1, 48 b) 1, 49 c) 2, 49 d) 2, 50 e) No way to tell
Use this regression equation to predict youth unemployment when minimum wage is $10.
2.553
2.901
27.253
27.287
None of these is within 0.01
What is the F statistic for the simple linear regression above?
0.18
1.87
2.71
908.00
None of these is within 0.01.
What does the p-value in the ANOVA table tell you?
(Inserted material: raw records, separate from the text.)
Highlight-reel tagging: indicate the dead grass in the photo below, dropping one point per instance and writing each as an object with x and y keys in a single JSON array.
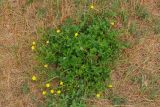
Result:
[
  {"x": 135, "y": 78},
  {"x": 141, "y": 63}
]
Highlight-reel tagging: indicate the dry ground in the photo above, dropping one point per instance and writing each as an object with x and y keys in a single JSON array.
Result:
[{"x": 136, "y": 78}]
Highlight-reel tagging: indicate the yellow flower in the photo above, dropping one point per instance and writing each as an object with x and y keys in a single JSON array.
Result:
[
  {"x": 52, "y": 91},
  {"x": 48, "y": 85},
  {"x": 76, "y": 34},
  {"x": 91, "y": 6},
  {"x": 34, "y": 78},
  {"x": 110, "y": 86},
  {"x": 59, "y": 92},
  {"x": 98, "y": 95},
  {"x": 58, "y": 31},
  {"x": 47, "y": 42},
  {"x": 44, "y": 92},
  {"x": 33, "y": 48},
  {"x": 112, "y": 23},
  {"x": 46, "y": 65},
  {"x": 61, "y": 83},
  {"x": 33, "y": 43}
]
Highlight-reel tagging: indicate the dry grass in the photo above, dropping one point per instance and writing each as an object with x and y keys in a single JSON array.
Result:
[{"x": 135, "y": 78}]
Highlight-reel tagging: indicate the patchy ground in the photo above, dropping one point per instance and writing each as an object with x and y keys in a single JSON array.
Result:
[{"x": 137, "y": 78}]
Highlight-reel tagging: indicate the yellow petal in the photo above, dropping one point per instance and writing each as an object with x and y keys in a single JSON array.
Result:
[
  {"x": 98, "y": 95},
  {"x": 110, "y": 86},
  {"x": 76, "y": 34},
  {"x": 33, "y": 43},
  {"x": 51, "y": 91},
  {"x": 47, "y": 42},
  {"x": 59, "y": 92},
  {"x": 58, "y": 31},
  {"x": 33, "y": 47},
  {"x": 48, "y": 85},
  {"x": 46, "y": 65},
  {"x": 34, "y": 78},
  {"x": 91, "y": 6},
  {"x": 44, "y": 93},
  {"x": 61, "y": 83},
  {"x": 112, "y": 23}
]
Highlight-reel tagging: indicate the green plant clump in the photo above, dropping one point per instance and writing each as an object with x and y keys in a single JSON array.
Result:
[{"x": 82, "y": 54}]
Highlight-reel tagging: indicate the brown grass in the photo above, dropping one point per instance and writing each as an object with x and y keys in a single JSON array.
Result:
[{"x": 18, "y": 26}]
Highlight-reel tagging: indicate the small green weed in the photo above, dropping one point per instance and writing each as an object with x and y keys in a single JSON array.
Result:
[
  {"x": 25, "y": 88},
  {"x": 141, "y": 12},
  {"x": 118, "y": 101},
  {"x": 82, "y": 53},
  {"x": 41, "y": 12},
  {"x": 157, "y": 26}
]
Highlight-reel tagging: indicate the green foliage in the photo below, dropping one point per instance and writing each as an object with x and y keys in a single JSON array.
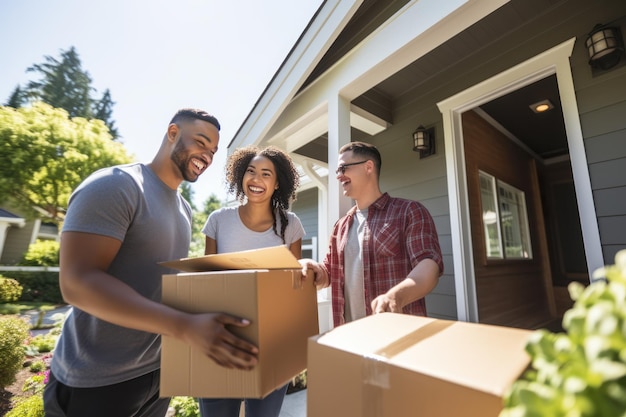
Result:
[
  {"x": 39, "y": 286},
  {"x": 199, "y": 219},
  {"x": 65, "y": 85},
  {"x": 10, "y": 290},
  {"x": 37, "y": 366},
  {"x": 13, "y": 333},
  {"x": 28, "y": 407},
  {"x": 45, "y": 154},
  {"x": 36, "y": 383},
  {"x": 185, "y": 407},
  {"x": 582, "y": 372},
  {"x": 42, "y": 253},
  {"x": 42, "y": 343}
]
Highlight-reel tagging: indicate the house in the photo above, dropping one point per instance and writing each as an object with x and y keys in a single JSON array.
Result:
[
  {"x": 17, "y": 233},
  {"x": 524, "y": 201}
]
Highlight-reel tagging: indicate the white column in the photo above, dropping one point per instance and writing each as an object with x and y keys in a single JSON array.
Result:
[{"x": 338, "y": 135}]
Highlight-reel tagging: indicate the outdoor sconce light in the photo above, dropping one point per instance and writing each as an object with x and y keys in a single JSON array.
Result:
[
  {"x": 604, "y": 45},
  {"x": 424, "y": 141}
]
There is evidence of a positive relationship between minimum wage and unemployment.
There is evidence of a negative relationship between minimum wage and unemployment.
There is evidence of no (0) relationship between minimum wage and unemployment
There is no evidence of a relationship here
None of these
Which of the graphs above has a correlation of -0.73?
A b) B c) C d) D e) No way to tell
Which one of the graphs above has a correlation of 0.9999?
A b) B c) C d) D e) No way to tell
Which of the following is generally true about r squared values?
R squared gives the percentage of the variation explained by the equation
All experts agree that r squared values are important in data analysis
No experts believe r squared values are important in data analysis
R squared values below 0.05 or above 0.95 are “significant”.
None of these is generally true
The following statgraphics output refers to a model which predicts the max price of a car (based on 93 cars).
Multiple Regression - Max Price
Dependent variable: Max Price (price for a premium version in $1,000)
Independent variables:
Engine Size (liters)
Manual (0=no, 1=yes)
RPM (revs per minute at maximum horsepower)
Passengers (persons)
Weight (pounds)
| Standard | T | |||
| Parameter | Estimate | Error | Statistic | P-Value |
| CONSTANT | -41.4277 | 13.7084 | -3.02206 | 0.0033 |
| Engine Size | 2.10718 | 1.82522 | 1.15449 | 0.2515 |
| Manual | 0.04309 | 2.47903 | 0.0173818 | 0.9862 |
| RPM | 0.00582883 | 0.00179326 | 3.2504 | 0.0016 |
| Passengers | -2.90266 | 1.16609 | -2.48923 | 0.0147 |
| Weight | 0.0135572 | 0.0030473 | 4.44892 | 0.0000 |
Analysis of Variance
| Source | Sum of Squares | Df | Mean Square | F-Ratio | P-Value |
| Model | 6017.65 | 0.0000 | |||
| Residual | 5176.08 | ||||
| Total (Corr.) | 11193.7 |
R-squared = 53.7591 percent
R-squared (adjusted for d.f.) = 51.1016 percent
What are the residual degrees of freedom (marked with ? in the table) for this model?
87 b) 89 c) 91 d) 93 e) None of these
Based on the table of coefficients, how many predictors currently look “significant”?
1 b) 2 c) 3 d) 4 e) None of these
Which of the following makes sense given the model above?
Because the r squared is large enough, this is the best possible predictive model.
Because the p-value is small enough, this is the best possible predictive model.
If the p-value was above 0.05, this would be the best possible predictive model.
If the r squared value was above 95%, this would be the best possible predictive model.
None of these
What would be a reasonable “next step” to improve this model?
Remove “manual” and re-calculate
Remove “weight” and re-calculate
Remove “passengers” and re-calculate
Any of the above
None of the above
[5 points] Bayesian statisticians use a “subjective” definition of probability, that a prediction or forecast should reflect a degree of personal belief. Traditional frequentist statisticians use an “objective” definition of probability, based on the idea of many (hypothetically) repeated trials. Which of these two approaches makes more sense to you, and why?
[5 points] Based on what you know about biases and heuristics, do you believe they support the use of statistical approaches, or undermine the use of statistical approaches? Explain your reasoning.
Bonus (up to 3 points): Write and answer one question you were prepared for but did not appear on this exam. (1 point for a boring correct answer, 2 points for an interesting correct answer, 3 points for an exceptionally insightful correct answer).